As we have discussed here recently, broadband access provides more economic opportunities to more people.  Now a new United Nations report further confirms this thesis.  The report, Technology, Broadband and Education: Advancing the Education for All Agenda, concludes that access to high-speed Internet on multiple platforms help students gain the necessary skills to be employable and participate in the global economy.

“The ability of broadband to improve and enhance education, as well as students’ experience of education, is undisputed,” said ITU Secretary-General Hamadoun Touré.  “A good and well-rounded education is the basis on which future livelihoods and families are founded, and education opens up minds, as well as job prospects.  A student in a developing country can now access the library of a prestigious university anywhere in the world; an unemployed person can retrain and improve their job prospects in other fields; teachers can gain inspiration and advice from the resources and experiences of others. With each of these achievements, the online world brings about another real-world victory for education, dialogue, and better understanding between peoples.”

The report specifically calls on governments to invest in equal access to ICT for all citizens, especially women and girls. Close to 793 million adults – 64% of them women – lack literacy skills, with the lowest rates in Sub-Saharan Africa and South and West Asia.

As another International Women’s Day comes around again, we need to keep in mind that the digital divide is now considered a development divide, and in order for women to achieve equality, they need increased access to education and gainful employment through better broadband and ICT training.

As for workforce diversity in the tech sector, most research shows that there is a huge labor market gap when it comes to women in ICT careers worldwide.  Keep in mind that too few students in general are preparing themselves for careers in science, technology, engineering and math (STEM) in many countries, including those in the developed world.  But on top of that, the number of women in these fields is disproportionately low.  Access is not the only reason for the low numbers of women.  Many women in the report said that they hesitate to pursue an ICT career because they don’t want to be seen as being too geeky, unattractive and even unfeminine.

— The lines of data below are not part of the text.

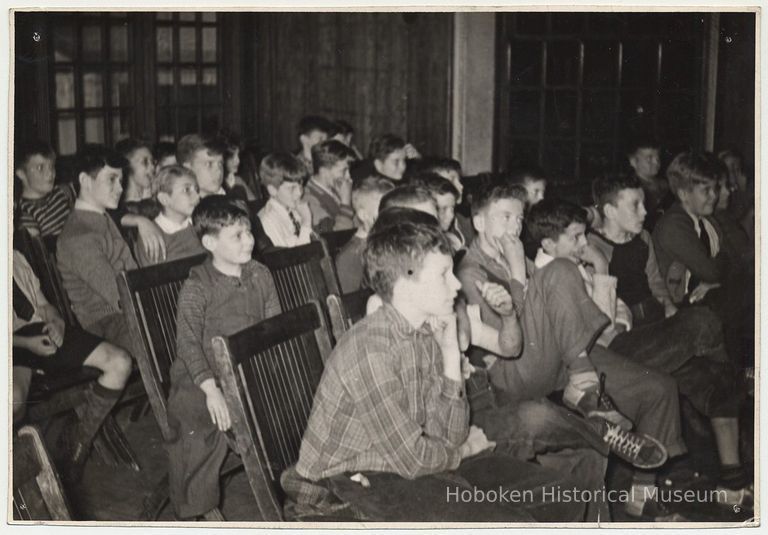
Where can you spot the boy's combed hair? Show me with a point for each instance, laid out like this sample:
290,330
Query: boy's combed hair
383,146
190,144
167,176
280,167
497,191
606,188
406,196
369,186
128,146
520,175
26,149
691,168
215,212
398,250
329,153
551,218
436,184
310,123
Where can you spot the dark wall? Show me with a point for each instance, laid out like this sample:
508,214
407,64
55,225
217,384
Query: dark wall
735,111
381,72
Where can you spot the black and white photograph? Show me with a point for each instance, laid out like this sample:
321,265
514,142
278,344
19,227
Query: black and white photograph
383,266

Fortunately, many tech firms are realizing that attracting more women to work for them is good business and positively impacts financial performance.  Last year during the UN’s “Girls in ICT” Day, more than 1,300 activities in nearly 90 countries marked the day, involving more than 30,000 girls worldwide.  Many of these events were led by leading tech firms.

There are many organizations we have reported on here in the past that continue to do good work around closing the digital gap among women and girls.  TechWomen is an initiative launched by former Secretary of State Hillary Clinton in 2011 to empower tech-savvy women in the Middle East through professional development and mentorship with their American counterparts in Silicon Valley.  Last month, TechWomen convened again in Jordan to connect and collaborate with local organizations there.  This year, it included emerging women in the tech sector from Sub-Saharan Africa.  TechWomen also spawned a similar program last year to engage girls ages 15-17 – TechGirls.

In the United States, #BlackGirlsHack is getting ready to take over South By SouthWest (SXSW 2013) next week.   Founded by tech entrepreneur Kat Calvin, #BlackGirlsHack has become the premier leader in empowering African-American women and girls in technology by exposing them to other minority developers at their famed hackathons.  #BlackGirlsHack was recently rebranded as Blerdology – the science of black nerds – in order to embrace the fact that it is okay for women in technology to be geeky and still be attractive and feminine.

“As a proud blerd I am thrilled to expand our mission and explore the multiple ways that Blerdology can build and grow the blerd movement,” said Calvin. “From hackathons to educational webisodes, t-shirts declaring our blerdness and even the occasional Uhura love fest, Blerdology is going to rock the tech community and take the blerd movement to another level.”